Stand: 06.02.2023, 08:20 Uhr

Die USA haben einen mutmaßlichen Spionageballon abgeschossen, den sie China zuordnen. China zeigt sich verärgert - und spricht von einer "Überreaktion" der USA.

Im Nordwesten der USA im Bundesstaat Montana wurde der Ballon zuerst entdeckt - dann wurde er vor der Küste von North und South Carolina von einem US-Kampfflugzeug abgeschossen. China ist verärgert - und bestellt den Geschäftsträger der amerikanischen Botschaft in Peking ein.

Was soll es mit dem Ballon auf sich haben?

Direkt nach dem Abschuss begannen die US-Streitkräfte in den relativ flachen Küstengewässern, Trümmerteile zu bergen. Diese sollen genau untersucht werden. Die USA erhoffen sich Aufschluss über die genauen technischen Fähigkeiten des chinesischen Ballons.

Nach Angaben des Pentagons sollte der Ballon hochsensible Stützpunkte für US-Atomwaffen ausspionieren. Auf einem Stützpunkt der US-Luftwaffe in Montana lagern nach Angaben des "Wall Street Journal" 150 mit Atomsprengköpfen bestückte Interkontinentalraketen vom Typ Minuteman III.

Wie reagiert China auf den Abschuss?

Aus Protest hat Chinas Außenministerium den Geschäftsträger der amerikanischen Botschaft in Peking einbestellt. Wie das Außenamt am Montag mitteilte, sagte Vizeaußenminister Xie Feng, das Eindringen des Ballons sei nur ein "Unfall" gewesen, der durch "höhere Gewalt" passiert sei.

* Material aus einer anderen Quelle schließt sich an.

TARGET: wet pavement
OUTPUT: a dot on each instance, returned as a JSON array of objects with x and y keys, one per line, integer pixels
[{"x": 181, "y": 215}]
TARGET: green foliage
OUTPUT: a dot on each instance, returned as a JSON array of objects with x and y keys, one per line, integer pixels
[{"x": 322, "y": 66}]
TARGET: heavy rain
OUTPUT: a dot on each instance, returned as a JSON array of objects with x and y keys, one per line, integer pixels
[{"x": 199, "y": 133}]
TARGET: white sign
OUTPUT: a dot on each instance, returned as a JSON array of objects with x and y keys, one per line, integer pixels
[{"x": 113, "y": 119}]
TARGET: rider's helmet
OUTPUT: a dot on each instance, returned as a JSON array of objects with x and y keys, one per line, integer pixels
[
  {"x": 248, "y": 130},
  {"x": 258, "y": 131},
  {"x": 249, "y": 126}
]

"Die Fakten sind klar und können nicht verdreht werden." Chinas Vizeaußenminister Xie Feng

Trotzdem hätten sich die USA "taub gestellt" und darauf bestanden, "Gewalt gegen ein ziviles Luftschiff zu missbrauchen, das dabei war, den Luftraum der USA zu verlassen". Es sei eine "offensichtliche Überreaktion" gewesen und verletze "den Geist des Völkerrechts und internationale Normen", wurde der Vizeaußenminister zitiert.

Die USA hätten damit die Bemühungen und Fortschritte auf beiden Seiten, die Beziehungen seit dem Treffen von Chinas Staats- und Parteichef Xi Jinping und US-Präsident Joe Biden im November zu stabilisieren, "ernsthaft beeinträchtigt und beschädigt", sagte Xie Feng nach diesen Angaben.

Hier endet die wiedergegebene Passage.